Another of the countless interesting research conclusions brought forward is the role of credit. Credit was determined useful in stimulating rural nonfarm activity, similar to the way that primary education, basic health, roads, and communications services are necessary to enable the rural poor to access productive business opportunities (p. 413). However, microcredit was determined to be only marginally effective, particularly in sub-Saharan Africa.

The suggested way ahead includes creating a favorable environment for diversification of the rural economy. This will require fiscal and intellectual stimuli and a prospering economic base in agriculture. Governments, NGOs, and the private sector will need to participate—collectively, and in a synergistic manner. Stakeholders from any of these groups will need to seize the initiative and attempt to coordinate understanding and resources.

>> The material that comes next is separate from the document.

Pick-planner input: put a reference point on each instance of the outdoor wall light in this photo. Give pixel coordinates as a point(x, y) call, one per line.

“Most agricultural research is a public good, with strong externalities and a compelling need for substantial, sustained public investment. In general, it has proven highly profitable. Sustained public investment in agricultural research requires political will and, in many cases, elevated priority for agricultural spending” (p. 173). Ministers of finance and agriculture will need to collaborate, recognizing that agricultural growth generates greater income and facilitates income redistribution and the reduction in poverty—particularly amongst the rural poor. It will require discipline, focus, and sustained investment by government, farmers, researchers, extension personnel, processors, and farm input suppliers to be successful (Ibid.). The authors further advocate harnessing initiative and vision wherever they occur, citing numerous successful examples.

The chapters are effectively interwoven, each building on the preceding so that the reader feels logically led to absorb the wealth of substantive information presented by the authors, who wage a compelling, well-supported argument for how best to stimulate economic growth for the world’s rural poor. This is easily the most comprehensive collaborative work on the subject and destined to be the standard reference on the RNFE and its influential role in promoting development in developing countries. The information in this book is invaluable to international development institutions, NGOs, PVOs, the US State Department, the USAID, and the newly established African Command. Its relevance, timeliness, and uniqueness as a body of work make this book a must read by the aforementioned as well as those interested or directly involved in nation building efforts.


David A. Anderson, PhD

US Army Command and General Staff College

"The views expressed are those of the author(s) and do not reflect the official policy or position of the US government or the Department of Defense."